警部補のチャンドラーはロニー・ブルックスに休暇を取るよう言い渡し、事件はサム・ケイシーが担当することになった。だがブルックスはマーク・エリスが背後にいることを確信し、ケイシーより先にエリスに面会して事情を聞くなどする。
犯行に使われた車が発見される。持ち主の女性は駐車禁止でレッカー移動されたと思っていたが、罰金が払えないので確認していなかったという。女性にジャマールという大学生の息子がいることがわかり、会いに行くと彼はいきなり逃げ出す。
ジャマールは連行されるが、取調べ中も敵対的な態度を崩さない。

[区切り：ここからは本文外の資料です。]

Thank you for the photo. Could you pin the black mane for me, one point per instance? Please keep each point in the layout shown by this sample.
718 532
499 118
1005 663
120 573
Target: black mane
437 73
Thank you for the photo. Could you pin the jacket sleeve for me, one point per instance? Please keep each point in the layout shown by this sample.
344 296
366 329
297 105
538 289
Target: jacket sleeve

7年前にジャマールの兄が殺されたが警察は何もしない、被害者が白人の時だけ捜査をするのだと言い、銃撃したことを認める。
ジャマールの兄キーロンは頭を銃で撃たれて死亡しており、記録では「自殺」として処理されていた。目撃者は当時未成年だったため「目撃者A」と匿名で記載されていたが、確認するとその目撃者はマーク・エリスだった。だがエリスはその後「キーロンを撃った」と自慢げに言いふらしており、警察もそれを知っていたのに無視した。ジャマールは復讐のためにエリスを狙ったが、裁判所に着いた時にはエリスはすでに移送されており、その代わりに復讐の相手として警官を撃ったのだった。

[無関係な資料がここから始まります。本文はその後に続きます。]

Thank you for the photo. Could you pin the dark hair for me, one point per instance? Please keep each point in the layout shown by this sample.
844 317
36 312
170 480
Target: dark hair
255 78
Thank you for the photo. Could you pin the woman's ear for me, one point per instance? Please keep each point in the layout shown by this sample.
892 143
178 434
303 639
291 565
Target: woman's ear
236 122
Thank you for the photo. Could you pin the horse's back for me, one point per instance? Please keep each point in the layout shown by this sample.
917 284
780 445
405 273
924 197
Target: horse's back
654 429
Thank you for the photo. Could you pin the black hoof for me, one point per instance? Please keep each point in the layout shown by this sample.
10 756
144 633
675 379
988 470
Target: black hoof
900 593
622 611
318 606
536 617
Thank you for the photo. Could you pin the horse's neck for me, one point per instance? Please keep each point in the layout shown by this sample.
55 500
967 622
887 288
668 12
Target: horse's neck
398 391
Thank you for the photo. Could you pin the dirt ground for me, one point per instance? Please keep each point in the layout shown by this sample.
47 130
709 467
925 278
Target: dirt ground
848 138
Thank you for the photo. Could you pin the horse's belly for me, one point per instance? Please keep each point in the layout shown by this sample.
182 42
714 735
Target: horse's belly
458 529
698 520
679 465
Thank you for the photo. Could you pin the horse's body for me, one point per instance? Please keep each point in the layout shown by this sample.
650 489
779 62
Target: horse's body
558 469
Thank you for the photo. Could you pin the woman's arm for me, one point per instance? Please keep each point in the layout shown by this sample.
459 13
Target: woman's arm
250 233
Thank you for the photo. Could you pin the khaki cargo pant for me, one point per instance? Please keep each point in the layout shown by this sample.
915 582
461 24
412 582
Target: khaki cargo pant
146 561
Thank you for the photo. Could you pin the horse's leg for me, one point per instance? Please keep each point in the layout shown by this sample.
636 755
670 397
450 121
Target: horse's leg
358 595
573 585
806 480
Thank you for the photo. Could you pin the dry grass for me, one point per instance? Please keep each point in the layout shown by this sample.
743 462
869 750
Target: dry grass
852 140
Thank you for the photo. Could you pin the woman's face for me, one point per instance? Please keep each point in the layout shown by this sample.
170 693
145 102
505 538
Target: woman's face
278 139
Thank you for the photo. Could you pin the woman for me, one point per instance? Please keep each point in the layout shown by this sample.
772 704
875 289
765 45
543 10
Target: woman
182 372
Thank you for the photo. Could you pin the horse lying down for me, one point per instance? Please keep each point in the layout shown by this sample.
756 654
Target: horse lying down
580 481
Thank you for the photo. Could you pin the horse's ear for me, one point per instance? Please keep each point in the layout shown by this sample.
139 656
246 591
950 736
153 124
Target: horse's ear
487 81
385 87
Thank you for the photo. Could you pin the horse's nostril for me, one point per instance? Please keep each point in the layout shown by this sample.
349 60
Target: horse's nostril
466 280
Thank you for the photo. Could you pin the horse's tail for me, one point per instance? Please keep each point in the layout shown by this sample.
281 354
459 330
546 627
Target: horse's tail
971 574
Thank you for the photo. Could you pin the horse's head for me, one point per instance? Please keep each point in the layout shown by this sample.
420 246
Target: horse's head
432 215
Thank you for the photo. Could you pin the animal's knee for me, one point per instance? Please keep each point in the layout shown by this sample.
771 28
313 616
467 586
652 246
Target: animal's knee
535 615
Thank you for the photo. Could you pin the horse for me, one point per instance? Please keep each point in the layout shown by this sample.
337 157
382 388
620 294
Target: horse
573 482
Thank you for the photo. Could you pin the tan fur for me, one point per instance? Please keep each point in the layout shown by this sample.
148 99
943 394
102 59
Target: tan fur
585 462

キーロン事件の記録を確認したところ、検死報告書が概要のみで報告書本体が見つからず、自殺であるという確証がない。頭蓋骨を調べればわかるということで棺を掘り返すが、遺体は入っていなかった。葬儀場の所有者は、5年前に解剖用の遺体を密かに売りさばいて立件されていた。
キーロンの事件を担当した検死医が証言台に立ち、事件は自殺だったと証言する。だが彼女は重要な要素を意図的に省いており、検事はそのために証言の信頼性が揺らぎ事件全体に影響が及ぶことを危惧する。兄の事件が雑に処理されていたことで、陪審員はジャマールに同情するだろう。
ブルックスはジャマールの母親を通じて説得する。ジャマールは自ら証言台に立ち、犯行を認める。
前回エピソードの最後で銃撃されたデヴリンは、やはり助からず現場で死亡したことがわかる。今回本家の元エピソードはシーズン13の「灰色の真相」とのこと。つまり前回の「かばう少年」とはまったく無関係のエピソードを、ラストの銃撃でつないだ形になった。
「灰色の真相」の方は未見なので、どの程度忠実に作られているかはわからないが、マーク・エリスの再登場など、キャラクターを上手く使っているなと思った。
本家エピソードとしては、ブルックスが暴走していることもあって、シーズン2の「自白の行方」の方を重ねて見てしまった。しかし、まだ若かったローガンはともかく、ブルックスほどのベテラン刑事の行動としてはどうなのだろう。黙っていられないのはわかるが、せめてもう少し、見つからないようにしてほしい。自分の行動が公判にどう影響するか、知らないはずがないのだから。
だがブルックスが断酒会で辛い心境を語る場面やジャマールの母親を説得する場面は、抑制的な台詞回しがすごく良かった。そのぶん弁護側の印象がイマイチになってしまったが(せっかくコリン・サーモンだったのに)。
なので、最後にブルックスがグラスを目の前にしている時も「彼は絶対飲まない」という確信があった。案の定、サムが来てくれて良かった。デヴリンがあんな形で退場したのは悲しかったが、次回からはサムとの良いコンビを見せてくれそうだ。